Administrators need a comprehensive health check tool that can:
- Quickly identify common configuration and connectivity issues
- Validate communication between GitLab and Zoekt nodes
- Provide actionable guidance for resolving detected problems
Proposal
Create a new gitlab:zoekt:health
rake task that performs comprehensive health checks for the Zoekt search infrastructure.
Health Checks
1. Node Status Validation
- Check if any Zoekt nodes are online
- Identify offline nodes and duration since last contact
- Validate node storage utilization and warn on high usage
2. Connectivity Testing
- Send test search requests to each online node
- Validate JWT token generation and authentication
- Test network connectivity and response times
- Verify load balancer configuration (if applicable)
3. Configuration Validation
- Check if indexing is enabled when expected
- Validate feature flag configurations
- Verify namespace and repository indexing status
Example Output
=== Zoekt Health Check ===
Node Status: ✓ HEALTHY
✓ 2 of 14 nodes online
⚠ WARNING: 12 nodes offline (last seen: 2025-09-03 11:47:08 UTC)
⚠ WARNING: High storage usage on nodes: 97.93% used
Connectivity: ✗ ISSUES DETECTED
✓ Node zoekt-01.example.com (200ms response)
✗ Node zoekt-02.example.com (timeout after 5s)
✓ JWT token generation successful
✓ Search API endpoint reachable
Configuration: ✓ HEALTHY
✓ Indexing enabled
✓ 8 namespaces ready for indexing
✓ 12 repositories indexed
Recommendations:
- Investigate offline nodes (12 detected)

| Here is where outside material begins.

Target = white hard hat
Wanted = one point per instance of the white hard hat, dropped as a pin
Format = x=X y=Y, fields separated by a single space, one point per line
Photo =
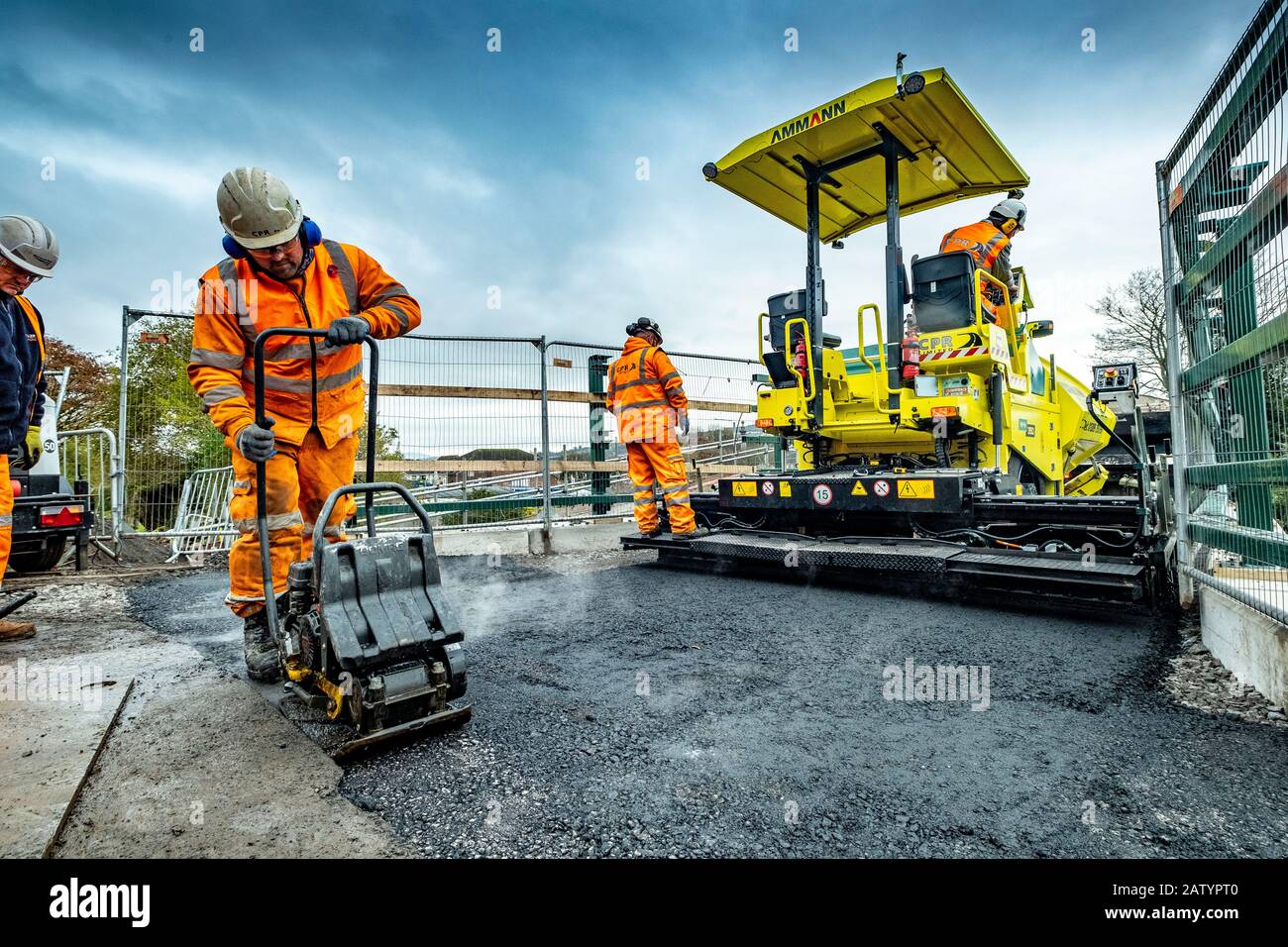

- Monitor storage usage - consider cleanup or expansion
- Check network connectivity to zoekt-02.example.com
Overall Status: ⚠ DEGRADED - Some issues detected
Implementation Details
The rake task should:
- Leverage existing Zoekt integration code to perform actual search requests
- Include timeout handling for unresponsive nodes
-
Provide different verbosity levels (
--verbose
flag for detailed output) - Return appropriate exit codes for automation/monitoring integration
- Log detailed errors while showing user-friendly summaries